Rhino’s horns are sought after as poachers make a up to a million Rand which equals to approx. 100,00.00 Can. The poachers scope out the game reserves, make a plan then come back for the kill, or sometimes they use tranquilizers guns for they cannot be heard.  This technique gives them the time to use a chain saw to hack off the horn.  Many times the Rhinso are left there to die bleeding to death.  Just last night Sept 27th, there were 3 rhinos killed at a game reserve? 
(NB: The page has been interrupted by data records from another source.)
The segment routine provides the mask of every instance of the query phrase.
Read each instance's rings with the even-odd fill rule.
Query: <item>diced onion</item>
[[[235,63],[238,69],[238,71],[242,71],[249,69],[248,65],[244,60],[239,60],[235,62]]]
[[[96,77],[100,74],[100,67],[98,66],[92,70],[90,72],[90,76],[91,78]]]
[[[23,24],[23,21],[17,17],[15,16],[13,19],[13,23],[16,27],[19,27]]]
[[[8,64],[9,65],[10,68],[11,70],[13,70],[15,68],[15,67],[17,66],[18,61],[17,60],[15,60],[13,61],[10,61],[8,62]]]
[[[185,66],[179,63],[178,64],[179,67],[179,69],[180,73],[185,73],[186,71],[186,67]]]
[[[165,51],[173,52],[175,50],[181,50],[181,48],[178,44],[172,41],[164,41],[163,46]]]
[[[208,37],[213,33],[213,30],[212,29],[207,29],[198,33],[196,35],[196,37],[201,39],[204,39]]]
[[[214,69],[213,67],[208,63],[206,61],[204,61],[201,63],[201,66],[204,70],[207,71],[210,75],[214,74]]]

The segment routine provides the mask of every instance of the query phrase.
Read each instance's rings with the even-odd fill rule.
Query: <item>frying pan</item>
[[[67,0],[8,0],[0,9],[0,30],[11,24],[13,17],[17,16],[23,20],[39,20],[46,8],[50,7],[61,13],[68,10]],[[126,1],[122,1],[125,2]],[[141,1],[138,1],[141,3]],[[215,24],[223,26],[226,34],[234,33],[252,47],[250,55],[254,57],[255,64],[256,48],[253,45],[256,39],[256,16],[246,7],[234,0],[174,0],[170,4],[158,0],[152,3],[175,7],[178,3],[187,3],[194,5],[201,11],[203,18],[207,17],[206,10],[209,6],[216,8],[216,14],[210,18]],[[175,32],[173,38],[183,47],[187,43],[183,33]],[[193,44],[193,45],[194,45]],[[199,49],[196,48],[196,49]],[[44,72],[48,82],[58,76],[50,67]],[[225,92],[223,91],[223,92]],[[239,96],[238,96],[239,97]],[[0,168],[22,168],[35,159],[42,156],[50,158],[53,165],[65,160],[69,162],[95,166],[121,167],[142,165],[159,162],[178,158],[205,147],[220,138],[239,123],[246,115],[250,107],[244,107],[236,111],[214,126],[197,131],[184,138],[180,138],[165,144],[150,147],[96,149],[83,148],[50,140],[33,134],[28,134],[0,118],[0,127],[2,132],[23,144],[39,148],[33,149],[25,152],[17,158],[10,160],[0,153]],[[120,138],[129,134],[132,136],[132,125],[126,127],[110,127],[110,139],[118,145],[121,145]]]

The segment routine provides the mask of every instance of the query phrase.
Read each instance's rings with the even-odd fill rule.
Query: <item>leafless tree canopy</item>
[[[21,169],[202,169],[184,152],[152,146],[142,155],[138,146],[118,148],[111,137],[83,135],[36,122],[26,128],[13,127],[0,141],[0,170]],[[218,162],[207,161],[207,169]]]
3 hours later, dinner time.  I must say all the food thus far is absolutely exquisite in taste... 
Destination Hanks place

 
Hanks Place, Stonehedge.  Hank is the support vehicle driver and owner of Overlander, a touring company that works in conjunction with Renedian tours.  All the bikes are his as well.  This day we had mostly gravel roads.  At one point I decide to take a rest and hopped into the truck with Hank.  It was a nice break to put my feet up, have a coffee, read the local paper and chit chat with our touring host.  Upon arrival a drink and a warm welcome from Hanks family and friends.  This night we slept in a tent with cot beds and outhouses with flush toilets!  What an interesting place, such character.  Our meal was home cooked by Hanks wife Maryke and her friends.  Puttu pap,  lamb spit roasted, chicken,  sweet potato in oophilo pasty, beet salad with lentils, wine (of course) homemade bread, dessert koeksister doe fried in olive oil then dumped in a sweet syrup.  What a phenomenal meal.  We were all just stuffed!  Ooops there’s more….Hanks special home made wine to boot.
Off to the campfire. Very comfortable and a surprisingly warm enclosure considering the strong winds that day. Time for a good nights sleep.





Us trying to keep up with photos and blogging.





 
 
Today we travelled on the longest road between 2 towns in South Africa, Ceres and Calvinia. 257 km stretch half of which was gravel.  I choose to be treated like a princess this day and travelled  by truck with Elaine and Hank.   These roads were very straight and boring so our goal was to just get there.  And there was nothing but a small town where we could freshen up, eat wonderful unique food once again and get a good nights sleep.  The weather was very strange for us as this area usually has 300 days without rain and only 100 mm of rain for an entire year.  For some reason unbeknownst to our guides, we recieved about 50 mm in the middle of the night that carried off and on up to the Namibia border.